When a title's that good, you don't even need an image on the cover.

like Hateship, Friendship, Courtship, Loveship, Marriage or The Moons of Jupiter. Or else, like Annie Proulx, they use a title that fits in some way with the general trend of all the stories, and add an ugly, literal subtitle underneath just to make sure you know exactly what the book is about: Close Range: Wyoming Stories, Bad Dirt: Wyoming Stories 2, Fine Just the Way It Is: Wyoming Stories 3.

Some books have really good titles. They make you want to read them, they make you feel connected to the book before you’ve even picked it up. Some of my favorites are Flaubert’s Parrot by Julian Barnes, One Hundred Years of Solitude, Nineteen Eighty-Four, Varieties of Exile by Mavis Gallant, Risky Business by Al Alvarez, Somewhere Towards the End (Like Alice Munro, Diana Athill always has beautiful titles for her books: Instead of a Letter, Stet, Yesterday Morning, Don’t Look at Me Like That) Other books have not so good titles: Ian McEwan’s latest book Solar, Annie Proulx’s The Shipping News, Jonathan Franzen’s Freedom, 2666 (You can’t say this one without sounding like a you have a speech impediment), I’m not entirely sure why I don’t like them, I just find they sound bland, or obvious. It has nothing to do with the books themselves; and to be fair, there are some much worse book titles out there. All genres considered, I think the worst is probably The Duchess, her Maid, The Groom, & Their Lover, an erotic novel by Victoria Janssen — although Carlton Mellick III’s The Haunted Vagina is definitely up there. Tangentially, I’d like to add that I tend not to like books that are entitled after their main characters. I really find it’s the least creative way to name your novel. For instance, Dickens’ working title for Little Dorrit was Nobody’s Fault — imagine how much better that would’ve been! Using a protagonist’s name as the title of a book also frustrates me because, unless your character becomes embedded in pop culture (like David Copperfield or Tom Sawyer and Huck Finn), then it’s sometimes very difficult to tell which name on the book cover is the author’s and which is the title — take the Pulitzer-winning Oliver Kitteridge, by Elizabeth Strout.

Probably the worst book title in history.

Hemingway, as the compulsive perfectionist that he was, unsurprisingly spent a long time deciding on the titles for his books. When he had finished writing something, he would sit down and come up with a list of possible titles, and the select the best one. His technique seemed to work well, since he came up with some of the most memorable titles of the 20th century, like The Old Man and the SeaThe Sun Also Rises, and The Snows of Kilimanjaro. I inspired myself somewhat from Hemingway’s method in finding the title for this blog. I had a brainstorming session with my girlfriend in which we came up with some very bad ideas (Logophagist, Alphabetist, The Reading Lamp) and some rather good ones (Bibliology; or The Science of Book-Loving, I’d Rather Be Reading, BookLust). The title we finally chose, Book’s End, emerged as a world play on a “book end”, the staple of every bibliophile’s wall shelves (lest his books fall off and get damaged… and maybe also hurt someone).
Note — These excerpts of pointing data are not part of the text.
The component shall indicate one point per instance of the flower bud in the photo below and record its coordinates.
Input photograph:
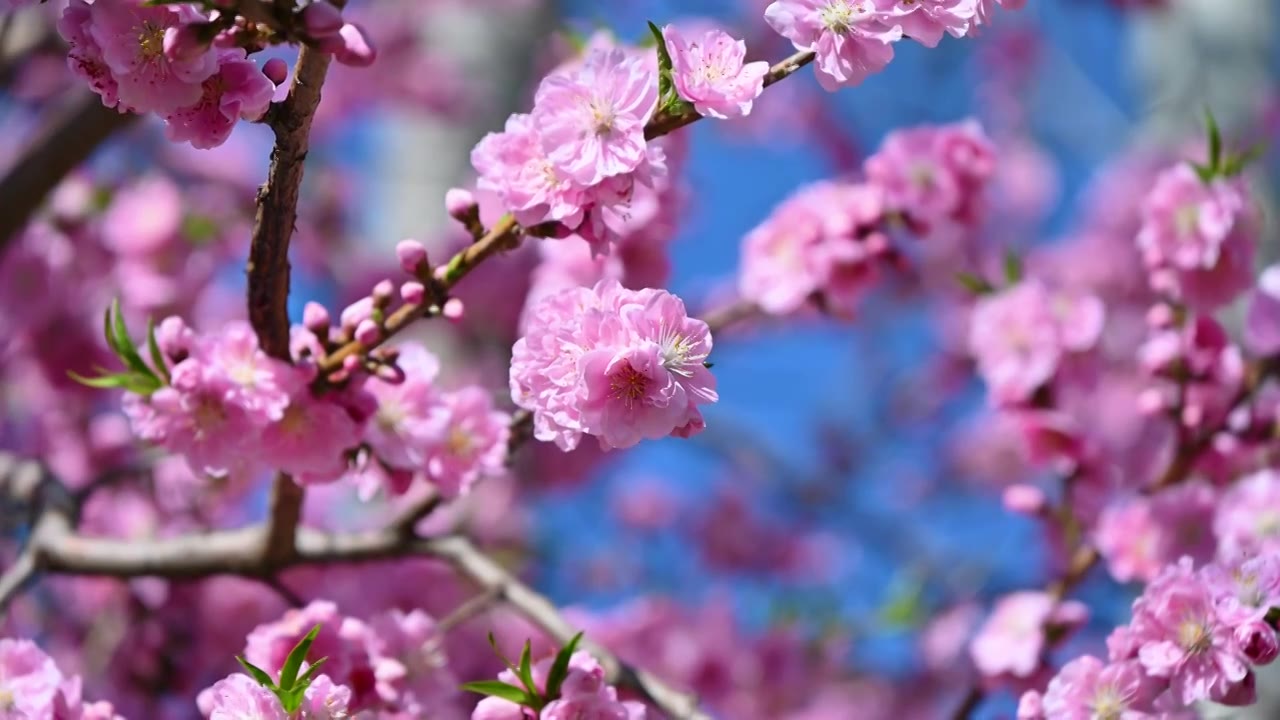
(183, 44)
(277, 71)
(414, 292)
(412, 256)
(321, 19)
(1257, 642)
(368, 332)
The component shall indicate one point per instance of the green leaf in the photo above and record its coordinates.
(1013, 267)
(1215, 141)
(526, 669)
(666, 86)
(293, 662)
(158, 360)
(257, 673)
(974, 285)
(560, 668)
(497, 688)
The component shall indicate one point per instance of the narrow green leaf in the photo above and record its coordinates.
(497, 688)
(1215, 141)
(560, 668)
(293, 662)
(974, 285)
(1013, 268)
(526, 668)
(257, 673)
(158, 360)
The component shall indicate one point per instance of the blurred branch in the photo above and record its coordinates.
(55, 547)
(77, 130)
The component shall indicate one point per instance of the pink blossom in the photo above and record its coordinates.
(1020, 336)
(1011, 641)
(1087, 688)
(926, 21)
(1248, 515)
(86, 58)
(131, 36)
(712, 73)
(311, 438)
(240, 696)
(622, 365)
(592, 121)
(470, 440)
(1141, 536)
(817, 242)
(853, 39)
(237, 90)
(936, 174)
(1182, 638)
(1198, 238)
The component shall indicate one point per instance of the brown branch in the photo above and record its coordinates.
(507, 235)
(72, 135)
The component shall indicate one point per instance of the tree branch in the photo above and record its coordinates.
(507, 235)
(72, 135)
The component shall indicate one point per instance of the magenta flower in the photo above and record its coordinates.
(592, 119)
(853, 39)
(470, 440)
(1011, 641)
(1183, 638)
(1022, 335)
(515, 167)
(1198, 238)
(712, 73)
(926, 21)
(131, 36)
(1086, 689)
(622, 365)
(240, 696)
(238, 90)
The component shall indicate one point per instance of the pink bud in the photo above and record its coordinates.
(412, 255)
(183, 44)
(414, 292)
(321, 19)
(461, 204)
(359, 310)
(383, 294)
(1257, 642)
(368, 332)
(277, 71)
(1023, 499)
(315, 317)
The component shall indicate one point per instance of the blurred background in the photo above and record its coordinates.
(837, 531)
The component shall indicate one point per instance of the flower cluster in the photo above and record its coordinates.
(1198, 237)
(1194, 636)
(31, 686)
(620, 364)
(392, 665)
(824, 244)
(576, 160)
(583, 693)
(854, 39)
(231, 409)
(1020, 337)
(188, 67)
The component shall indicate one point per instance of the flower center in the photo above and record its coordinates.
(629, 384)
(150, 40)
(1193, 634)
(840, 16)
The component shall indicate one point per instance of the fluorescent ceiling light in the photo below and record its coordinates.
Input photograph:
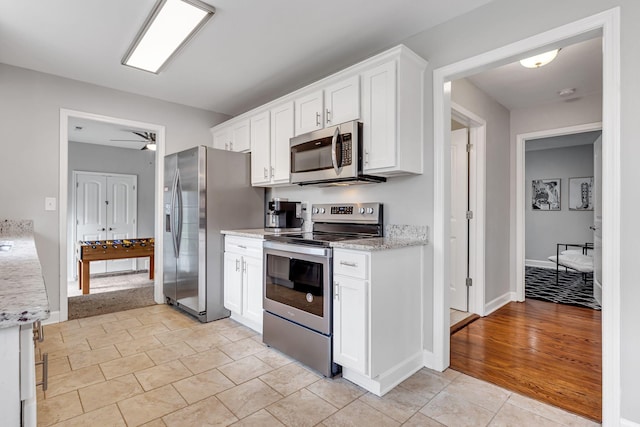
(540, 60)
(169, 26)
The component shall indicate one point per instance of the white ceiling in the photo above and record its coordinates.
(250, 52)
(578, 66)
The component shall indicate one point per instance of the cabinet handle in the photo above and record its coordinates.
(45, 372)
(349, 264)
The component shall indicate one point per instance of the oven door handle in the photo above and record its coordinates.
(337, 165)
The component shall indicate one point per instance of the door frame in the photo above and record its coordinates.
(607, 24)
(63, 196)
(521, 191)
(71, 272)
(477, 203)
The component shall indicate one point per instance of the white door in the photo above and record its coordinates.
(121, 206)
(106, 209)
(459, 224)
(597, 219)
(91, 215)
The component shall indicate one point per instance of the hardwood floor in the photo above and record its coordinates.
(549, 352)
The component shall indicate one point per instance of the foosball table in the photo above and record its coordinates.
(104, 250)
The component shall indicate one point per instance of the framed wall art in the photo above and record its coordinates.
(545, 194)
(581, 194)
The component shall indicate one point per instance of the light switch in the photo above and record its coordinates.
(49, 203)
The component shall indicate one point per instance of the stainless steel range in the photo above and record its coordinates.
(298, 291)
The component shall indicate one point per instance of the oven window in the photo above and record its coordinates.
(296, 283)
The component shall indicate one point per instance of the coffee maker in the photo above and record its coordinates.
(283, 214)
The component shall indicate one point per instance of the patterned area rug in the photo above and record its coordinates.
(540, 283)
(109, 302)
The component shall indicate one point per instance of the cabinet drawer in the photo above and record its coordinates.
(351, 263)
(243, 246)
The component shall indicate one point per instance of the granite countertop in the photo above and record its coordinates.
(23, 296)
(256, 233)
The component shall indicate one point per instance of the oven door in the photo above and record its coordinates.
(325, 154)
(297, 284)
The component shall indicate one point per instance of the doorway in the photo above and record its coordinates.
(66, 241)
(607, 24)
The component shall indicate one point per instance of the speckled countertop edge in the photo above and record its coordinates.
(23, 296)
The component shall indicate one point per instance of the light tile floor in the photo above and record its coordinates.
(157, 367)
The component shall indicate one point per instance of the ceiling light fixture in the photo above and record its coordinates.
(539, 60)
(171, 24)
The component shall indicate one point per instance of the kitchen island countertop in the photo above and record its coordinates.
(23, 296)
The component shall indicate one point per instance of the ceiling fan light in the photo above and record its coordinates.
(168, 28)
(538, 61)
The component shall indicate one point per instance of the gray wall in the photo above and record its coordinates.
(102, 158)
(506, 21)
(30, 104)
(546, 228)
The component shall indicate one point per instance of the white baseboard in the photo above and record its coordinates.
(54, 317)
(627, 423)
(540, 264)
(504, 299)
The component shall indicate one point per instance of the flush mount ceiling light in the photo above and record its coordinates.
(539, 60)
(171, 24)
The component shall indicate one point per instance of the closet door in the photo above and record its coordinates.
(121, 213)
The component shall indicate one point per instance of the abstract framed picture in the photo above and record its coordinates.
(545, 194)
(581, 194)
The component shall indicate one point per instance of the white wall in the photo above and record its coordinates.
(30, 104)
(506, 21)
(544, 229)
(465, 94)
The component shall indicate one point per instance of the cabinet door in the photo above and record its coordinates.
(240, 136)
(233, 282)
(252, 281)
(350, 326)
(222, 138)
(309, 113)
(342, 101)
(379, 117)
(260, 149)
(281, 132)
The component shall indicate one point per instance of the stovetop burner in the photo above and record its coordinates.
(333, 223)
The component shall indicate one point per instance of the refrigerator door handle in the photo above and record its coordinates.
(178, 236)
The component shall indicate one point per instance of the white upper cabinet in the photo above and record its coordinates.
(309, 112)
(342, 101)
(260, 149)
(334, 104)
(233, 137)
(392, 115)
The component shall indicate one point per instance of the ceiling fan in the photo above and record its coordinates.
(148, 137)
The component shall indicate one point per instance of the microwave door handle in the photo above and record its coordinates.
(334, 153)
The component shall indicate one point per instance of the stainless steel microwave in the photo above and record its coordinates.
(332, 155)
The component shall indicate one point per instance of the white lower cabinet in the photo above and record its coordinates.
(243, 280)
(377, 316)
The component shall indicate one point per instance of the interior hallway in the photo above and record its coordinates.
(550, 352)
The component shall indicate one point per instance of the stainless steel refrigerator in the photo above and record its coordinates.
(205, 190)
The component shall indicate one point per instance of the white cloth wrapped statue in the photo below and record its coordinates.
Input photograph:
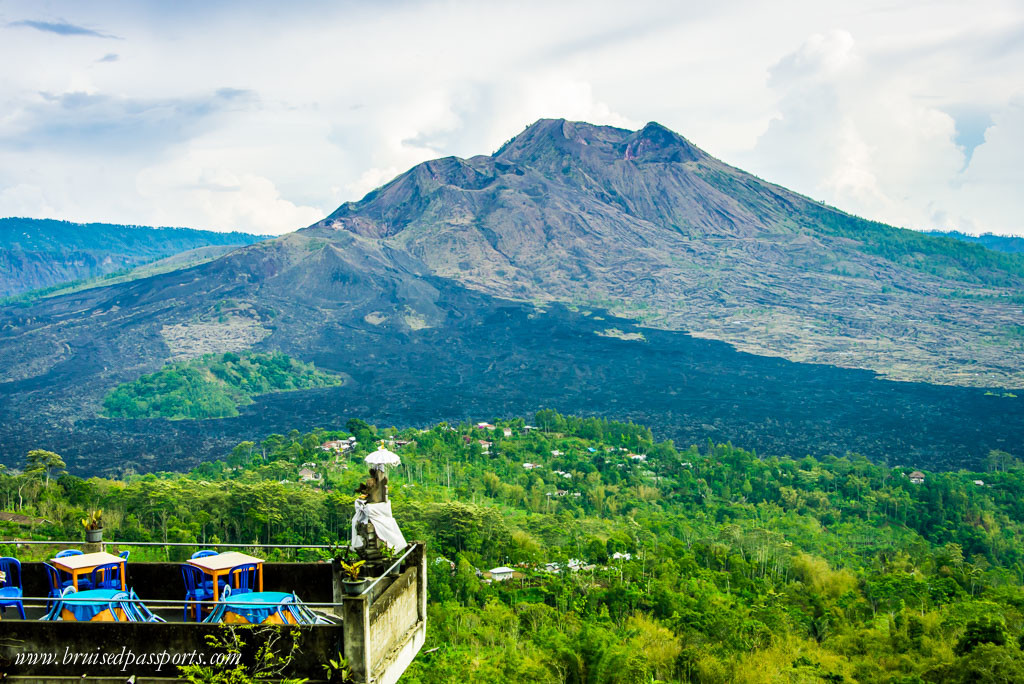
(374, 507)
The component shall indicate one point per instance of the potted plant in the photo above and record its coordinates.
(93, 524)
(352, 584)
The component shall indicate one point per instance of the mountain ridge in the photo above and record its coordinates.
(562, 274)
(571, 212)
(44, 253)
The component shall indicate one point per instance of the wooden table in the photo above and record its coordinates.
(85, 563)
(221, 564)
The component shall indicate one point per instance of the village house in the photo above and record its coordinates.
(501, 573)
(307, 474)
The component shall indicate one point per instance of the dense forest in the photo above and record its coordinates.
(212, 386)
(636, 560)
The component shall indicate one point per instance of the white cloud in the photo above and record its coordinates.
(866, 105)
(188, 191)
(25, 201)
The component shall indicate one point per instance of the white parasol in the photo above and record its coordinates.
(382, 457)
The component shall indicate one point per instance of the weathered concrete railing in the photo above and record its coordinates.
(380, 634)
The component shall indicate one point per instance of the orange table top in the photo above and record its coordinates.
(223, 561)
(85, 560)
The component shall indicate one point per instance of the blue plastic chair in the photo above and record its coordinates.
(243, 579)
(136, 611)
(195, 590)
(10, 587)
(56, 585)
(107, 576)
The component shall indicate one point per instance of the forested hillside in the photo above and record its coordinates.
(44, 253)
(212, 386)
(701, 564)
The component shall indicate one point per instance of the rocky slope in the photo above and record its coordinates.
(565, 270)
(652, 227)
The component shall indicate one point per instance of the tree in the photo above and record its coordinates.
(982, 631)
(44, 462)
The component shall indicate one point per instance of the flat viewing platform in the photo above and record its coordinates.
(379, 632)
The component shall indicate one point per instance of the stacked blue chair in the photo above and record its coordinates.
(243, 579)
(10, 585)
(107, 576)
(195, 590)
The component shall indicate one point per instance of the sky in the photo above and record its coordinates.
(266, 116)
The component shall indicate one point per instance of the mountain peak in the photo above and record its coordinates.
(654, 142)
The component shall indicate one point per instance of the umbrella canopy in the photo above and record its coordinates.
(382, 457)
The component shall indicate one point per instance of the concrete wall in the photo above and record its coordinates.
(383, 629)
(310, 582)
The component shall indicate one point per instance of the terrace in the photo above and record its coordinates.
(378, 631)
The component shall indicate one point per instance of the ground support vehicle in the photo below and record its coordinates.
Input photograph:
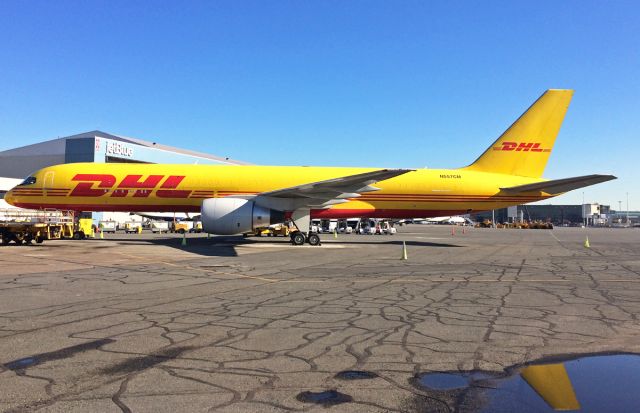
(133, 227)
(181, 226)
(271, 231)
(158, 227)
(197, 227)
(108, 226)
(28, 226)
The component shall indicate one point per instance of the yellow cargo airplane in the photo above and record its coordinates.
(236, 199)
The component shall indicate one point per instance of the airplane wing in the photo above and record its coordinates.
(349, 186)
(558, 186)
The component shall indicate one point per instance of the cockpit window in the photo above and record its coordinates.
(29, 181)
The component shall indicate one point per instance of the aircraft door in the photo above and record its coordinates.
(48, 180)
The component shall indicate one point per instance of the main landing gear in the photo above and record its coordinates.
(299, 238)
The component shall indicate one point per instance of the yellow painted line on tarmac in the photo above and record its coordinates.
(426, 280)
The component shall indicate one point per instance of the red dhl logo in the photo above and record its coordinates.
(95, 185)
(520, 147)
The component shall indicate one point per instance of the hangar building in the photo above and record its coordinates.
(94, 146)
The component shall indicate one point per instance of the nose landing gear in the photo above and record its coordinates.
(299, 238)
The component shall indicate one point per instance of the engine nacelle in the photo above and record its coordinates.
(229, 216)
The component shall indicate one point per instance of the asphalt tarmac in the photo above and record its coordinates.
(140, 323)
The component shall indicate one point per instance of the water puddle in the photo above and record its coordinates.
(355, 375)
(595, 383)
(443, 381)
(325, 398)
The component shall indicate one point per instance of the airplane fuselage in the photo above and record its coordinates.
(182, 188)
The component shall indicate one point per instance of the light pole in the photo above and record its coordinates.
(620, 211)
(584, 212)
(627, 208)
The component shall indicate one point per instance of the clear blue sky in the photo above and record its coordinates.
(388, 83)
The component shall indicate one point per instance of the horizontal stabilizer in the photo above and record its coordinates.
(559, 186)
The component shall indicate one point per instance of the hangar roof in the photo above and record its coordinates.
(57, 147)
(136, 141)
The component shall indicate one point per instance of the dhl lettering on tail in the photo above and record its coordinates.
(520, 147)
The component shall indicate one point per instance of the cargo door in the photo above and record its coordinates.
(48, 180)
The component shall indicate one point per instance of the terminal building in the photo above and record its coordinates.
(96, 146)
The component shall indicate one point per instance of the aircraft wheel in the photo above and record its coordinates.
(314, 239)
(298, 238)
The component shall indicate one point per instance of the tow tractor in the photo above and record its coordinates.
(26, 226)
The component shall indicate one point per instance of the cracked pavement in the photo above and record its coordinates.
(138, 323)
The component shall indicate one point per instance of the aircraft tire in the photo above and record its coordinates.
(297, 238)
(314, 239)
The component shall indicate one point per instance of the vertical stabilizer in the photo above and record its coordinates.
(524, 148)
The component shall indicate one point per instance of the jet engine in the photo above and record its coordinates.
(228, 216)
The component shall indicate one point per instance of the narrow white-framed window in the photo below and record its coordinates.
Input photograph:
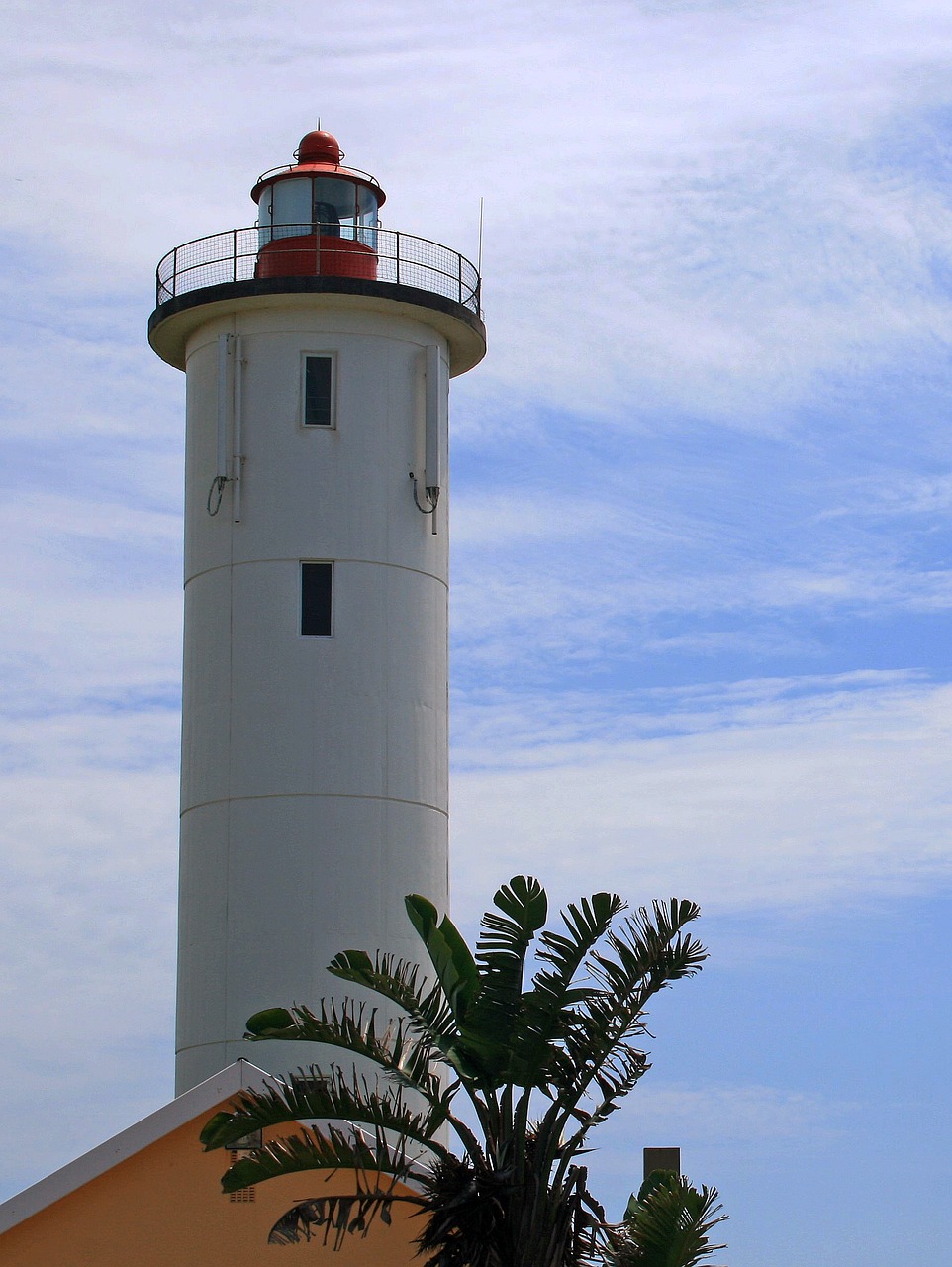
(317, 600)
(318, 389)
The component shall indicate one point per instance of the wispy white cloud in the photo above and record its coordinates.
(789, 801)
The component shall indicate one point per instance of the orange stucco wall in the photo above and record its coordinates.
(164, 1208)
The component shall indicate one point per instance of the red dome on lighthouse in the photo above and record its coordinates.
(320, 147)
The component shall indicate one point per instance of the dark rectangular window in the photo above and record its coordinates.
(318, 392)
(317, 584)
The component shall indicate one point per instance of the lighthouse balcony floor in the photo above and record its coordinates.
(288, 251)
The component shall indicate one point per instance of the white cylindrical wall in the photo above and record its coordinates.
(314, 769)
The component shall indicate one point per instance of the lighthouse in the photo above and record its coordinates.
(318, 348)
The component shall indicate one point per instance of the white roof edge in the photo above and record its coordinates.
(127, 1143)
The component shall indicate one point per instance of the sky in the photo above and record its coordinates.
(701, 538)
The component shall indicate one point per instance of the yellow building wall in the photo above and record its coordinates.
(164, 1208)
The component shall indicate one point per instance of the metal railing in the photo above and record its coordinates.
(237, 254)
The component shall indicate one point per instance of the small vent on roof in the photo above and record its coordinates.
(243, 1196)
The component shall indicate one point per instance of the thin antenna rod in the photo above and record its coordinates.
(479, 248)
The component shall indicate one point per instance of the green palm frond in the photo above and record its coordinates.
(333, 1095)
(338, 1217)
(649, 951)
(316, 1149)
(352, 1026)
(427, 1008)
(667, 1224)
(548, 1006)
(449, 954)
(562, 1049)
(508, 932)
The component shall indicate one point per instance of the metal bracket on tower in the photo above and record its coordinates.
(230, 411)
(431, 496)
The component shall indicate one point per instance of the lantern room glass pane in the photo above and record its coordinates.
(290, 212)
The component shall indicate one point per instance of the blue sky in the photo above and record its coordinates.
(702, 493)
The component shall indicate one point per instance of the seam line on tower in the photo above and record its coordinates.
(370, 562)
(339, 796)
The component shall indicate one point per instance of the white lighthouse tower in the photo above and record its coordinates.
(318, 348)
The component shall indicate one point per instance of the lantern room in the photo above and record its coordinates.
(316, 217)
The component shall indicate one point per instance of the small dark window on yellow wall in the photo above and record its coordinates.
(318, 392)
(317, 587)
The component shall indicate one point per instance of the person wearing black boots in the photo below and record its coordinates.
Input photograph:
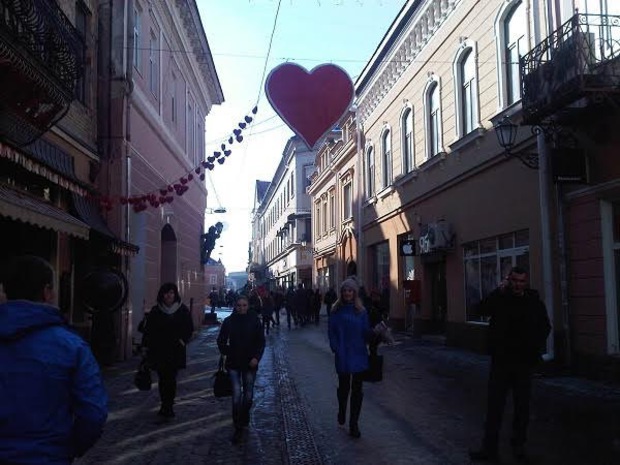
(242, 341)
(349, 332)
(167, 329)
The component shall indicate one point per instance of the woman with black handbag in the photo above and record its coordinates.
(242, 341)
(167, 332)
(349, 332)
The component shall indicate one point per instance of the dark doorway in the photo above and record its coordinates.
(436, 273)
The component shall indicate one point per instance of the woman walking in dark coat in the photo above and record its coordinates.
(167, 330)
(242, 341)
(349, 332)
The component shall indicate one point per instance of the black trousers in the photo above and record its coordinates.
(507, 376)
(167, 385)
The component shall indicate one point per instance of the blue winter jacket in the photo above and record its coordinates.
(349, 331)
(53, 403)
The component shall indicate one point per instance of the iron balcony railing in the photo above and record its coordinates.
(578, 59)
(38, 30)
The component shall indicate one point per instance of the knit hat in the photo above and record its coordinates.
(351, 284)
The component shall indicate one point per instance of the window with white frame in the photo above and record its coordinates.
(515, 27)
(154, 64)
(386, 157)
(487, 262)
(137, 37)
(347, 200)
(332, 209)
(406, 125)
(370, 172)
(433, 119)
(468, 94)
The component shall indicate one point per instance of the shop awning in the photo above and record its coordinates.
(88, 211)
(23, 207)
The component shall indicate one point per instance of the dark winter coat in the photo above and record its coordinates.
(166, 337)
(53, 403)
(518, 328)
(241, 339)
(349, 332)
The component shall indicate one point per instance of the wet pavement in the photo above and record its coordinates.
(428, 410)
I wanted this blog to be first and foremost a place, a kind of haven where readers and book lovers could go to, get informed, and participate in a conversation about literature and books in general. Book’s End is that place, like a dead end (except very much alive) for bibliophiles and bibliomaniacs and “bibliologists”, and casual readers too. Book’s End is also a specific reminder that books do, indeed, end. Luckily, you can always pick up a new one (or an old one) afterward and keep on reading. In a broader sense, the title is also a warning, in the age of Internet, Amazon, GoogleBooks, and E-Readers, that the “Book” as we know and define it — a concept and an object which so many of us still cherish very strongly — is changing very quickly indeed.

And so, let the book-blogging begin!